What debate? A recent draft of an international consensus report offers stronger-than-ever evidence that global warming is driven by human activity. The report also adjusts its expectations for important climate change effects such as how much sea levels will rise, while admitting the difficulty in estimating what will happen to individual cities in the age of climate change.
Reuters recently got a hold of a draft of the Intergovernmental Panel on Climate Change's next report, the first stage of which is due in September. The panel, which includes hundreds of experts and is open to members of the United Nations and the World Meteorological Organization, periodically summarizes the worldwide scientific consensus on climate change. It's more than 2,000 pages long.

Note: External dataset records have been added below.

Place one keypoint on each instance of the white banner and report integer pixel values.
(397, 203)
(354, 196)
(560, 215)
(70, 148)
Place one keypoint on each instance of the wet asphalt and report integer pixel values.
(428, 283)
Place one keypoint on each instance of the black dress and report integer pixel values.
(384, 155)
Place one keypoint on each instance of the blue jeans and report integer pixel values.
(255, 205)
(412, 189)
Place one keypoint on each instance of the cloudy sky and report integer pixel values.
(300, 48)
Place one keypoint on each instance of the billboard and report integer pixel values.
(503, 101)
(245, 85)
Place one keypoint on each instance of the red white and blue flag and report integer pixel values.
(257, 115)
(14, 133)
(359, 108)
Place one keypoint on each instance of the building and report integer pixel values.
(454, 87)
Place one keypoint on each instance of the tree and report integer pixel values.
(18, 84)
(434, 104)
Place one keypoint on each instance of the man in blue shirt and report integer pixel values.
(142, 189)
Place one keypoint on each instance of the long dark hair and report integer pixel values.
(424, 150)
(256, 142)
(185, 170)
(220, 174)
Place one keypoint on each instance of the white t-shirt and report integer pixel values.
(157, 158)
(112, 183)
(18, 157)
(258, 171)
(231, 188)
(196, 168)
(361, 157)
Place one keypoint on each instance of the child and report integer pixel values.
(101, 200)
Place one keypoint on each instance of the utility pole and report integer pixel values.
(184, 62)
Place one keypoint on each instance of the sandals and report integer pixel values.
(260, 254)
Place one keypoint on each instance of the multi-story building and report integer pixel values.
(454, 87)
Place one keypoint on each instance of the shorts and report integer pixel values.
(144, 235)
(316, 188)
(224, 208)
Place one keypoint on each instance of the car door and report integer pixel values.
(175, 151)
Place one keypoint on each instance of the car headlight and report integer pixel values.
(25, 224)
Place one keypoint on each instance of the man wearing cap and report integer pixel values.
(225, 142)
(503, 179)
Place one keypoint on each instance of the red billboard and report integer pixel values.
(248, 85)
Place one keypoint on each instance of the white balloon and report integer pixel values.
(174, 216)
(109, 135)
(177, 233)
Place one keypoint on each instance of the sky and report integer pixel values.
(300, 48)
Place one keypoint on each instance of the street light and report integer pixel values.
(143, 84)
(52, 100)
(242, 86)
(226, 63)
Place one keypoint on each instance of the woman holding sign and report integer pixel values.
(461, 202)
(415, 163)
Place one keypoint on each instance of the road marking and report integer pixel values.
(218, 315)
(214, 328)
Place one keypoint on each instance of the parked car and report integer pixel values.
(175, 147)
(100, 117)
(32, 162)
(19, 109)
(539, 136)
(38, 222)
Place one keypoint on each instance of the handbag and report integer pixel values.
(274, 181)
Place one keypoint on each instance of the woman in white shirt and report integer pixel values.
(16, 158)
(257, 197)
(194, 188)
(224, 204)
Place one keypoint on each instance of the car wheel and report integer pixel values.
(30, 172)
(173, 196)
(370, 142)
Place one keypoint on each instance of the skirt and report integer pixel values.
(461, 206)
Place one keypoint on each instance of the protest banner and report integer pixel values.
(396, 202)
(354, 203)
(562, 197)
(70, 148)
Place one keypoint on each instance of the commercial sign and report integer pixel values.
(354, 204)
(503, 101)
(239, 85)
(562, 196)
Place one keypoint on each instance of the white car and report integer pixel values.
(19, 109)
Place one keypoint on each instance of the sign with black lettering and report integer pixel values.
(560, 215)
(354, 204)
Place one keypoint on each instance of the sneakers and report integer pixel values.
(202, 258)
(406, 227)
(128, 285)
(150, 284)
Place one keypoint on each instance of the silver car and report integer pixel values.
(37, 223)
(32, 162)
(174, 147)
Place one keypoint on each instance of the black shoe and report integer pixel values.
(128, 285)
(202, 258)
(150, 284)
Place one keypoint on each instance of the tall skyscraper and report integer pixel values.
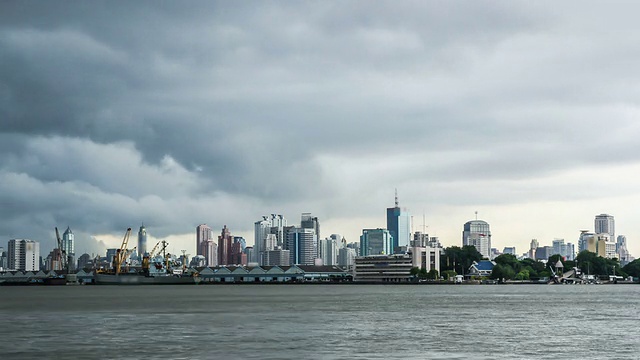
(23, 255)
(302, 246)
(210, 249)
(399, 225)
(68, 243)
(274, 225)
(376, 242)
(622, 251)
(224, 246)
(142, 240)
(533, 246)
(69, 248)
(328, 250)
(310, 222)
(477, 233)
(203, 234)
(605, 224)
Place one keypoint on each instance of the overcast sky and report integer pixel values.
(180, 113)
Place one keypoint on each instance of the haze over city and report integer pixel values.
(114, 114)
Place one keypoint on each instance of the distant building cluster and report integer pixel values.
(382, 254)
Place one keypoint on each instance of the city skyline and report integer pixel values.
(215, 113)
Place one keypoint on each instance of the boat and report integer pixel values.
(141, 279)
(156, 270)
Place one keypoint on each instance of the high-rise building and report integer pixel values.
(274, 225)
(203, 234)
(68, 243)
(346, 258)
(3, 259)
(23, 255)
(355, 246)
(240, 240)
(69, 248)
(310, 222)
(605, 224)
(585, 240)
(302, 245)
(399, 226)
(276, 257)
(84, 261)
(224, 246)
(477, 233)
(375, 242)
(509, 250)
(210, 249)
(248, 251)
(622, 251)
(328, 250)
(533, 246)
(142, 240)
(236, 254)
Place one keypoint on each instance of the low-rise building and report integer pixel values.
(384, 268)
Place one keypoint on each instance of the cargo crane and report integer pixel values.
(121, 254)
(62, 254)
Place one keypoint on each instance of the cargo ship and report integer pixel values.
(141, 279)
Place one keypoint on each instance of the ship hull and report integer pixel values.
(135, 279)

The panel's estimates for future warming are important to policymakers. They drive decisions about what do to prepare towns and nations for rising sea levels, more extreme weather and other effects from climate change. Governments around the world have spent hundreds of billions of dollars on trying to reduce greenhouse gas emissions based on the panel's findings, The New York Times reports. (The Times got a look at a draft after Reuters did.)
In previous years, the panel's reports established that global warming is unequivocally happening. The latest draft indicates that the panel is surer than ever that humans are the primary cause. A large majority of scientists have long believed that global warming is human-caused. In recent years, though, the Intergovernmental Panel on Climate Change has nudged its certainty level upward from 90 percent in 2007 to 95 percent in the latest draft, Reuters reports.
While climate change deniers often challenge the Intergovernmental Panel on Climate Change, most scientists consider the panel conservative. The panel has made a high-profile mistake in the past. In its 2007 report, it said the Himalayan glaciers would melt by 2035. Later, the panel found that claim was speculative and wasn't backed by peer-reviewed science.